# Is A tohatsu outboard the same as Mercury?



## Demeter (Apr 13, 2006)

I am interested in getting a 6HP outboard for a Soloskiff. I was going to buy a Tohastu, but I can't find any dealers near Austin that sell that brand and I would rather not buy online. I think Cabellas has a 6 HP Mercury. I read that Tohatsu makes the mercury outboards, so is it the same product?


----------



## [email protected] (May 24, 2004)

Not sure whether there is or ever was a Tohatsu-Mercury connection but for sure there was (maybe still is) a Tohatsu-Nissan connection...not sure where I gained the impression, maybe hearsay, but I always understood the relationship was the same as the old Evinrude-Johnson (two names under the same brand).

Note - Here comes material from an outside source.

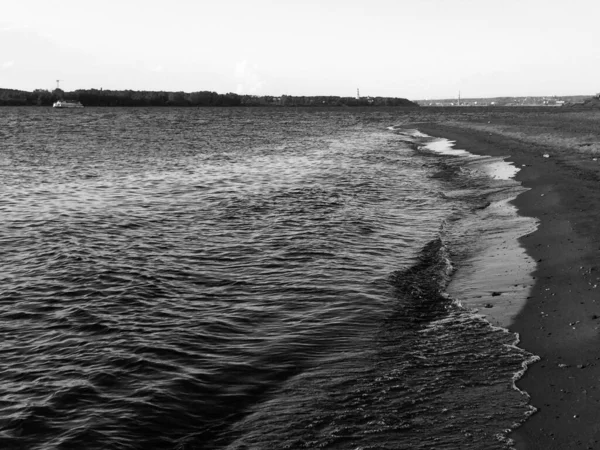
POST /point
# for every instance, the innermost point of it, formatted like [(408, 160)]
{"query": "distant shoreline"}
[(100, 97), (558, 152)]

I purchased a new 50 HP Nissan back in '99 from a dealer at Bee Cave for a scooter boat I was building and I believe there was also a dealer in San Marcos. Not sure whether those guys are still in business but a Google search might be helpful.

FYI that '99 Nissan still runs like a top! Tough little outboard and simple to work on.

EJ


----------



## southpaw (Feb 25, 2009)

Yes I believe Tohatsu still makes all of Mercuries small motors. For awhile I think between around '92-'98 or so either yamaha or tohatsu made small 2-stroke outboards for Mercury, tohatsu and yamaha. The old 6hp yamaha 2 stroke short shafts are awesome. I believe there's a couple of tohatsu dealer in Houston if you don't mind making the drive. 

Where you planning on using that soloskiff? I didn't think those were rated for a 6hp? I have a similar microskiff and would be interested in comparing the two on the water.


----------



## GulfCoast1102 (Dec 30, 2013)

I was told not too long ago that the Tohatsu 150 HP is a rebranded Honda. This came from a dealer that sells them. 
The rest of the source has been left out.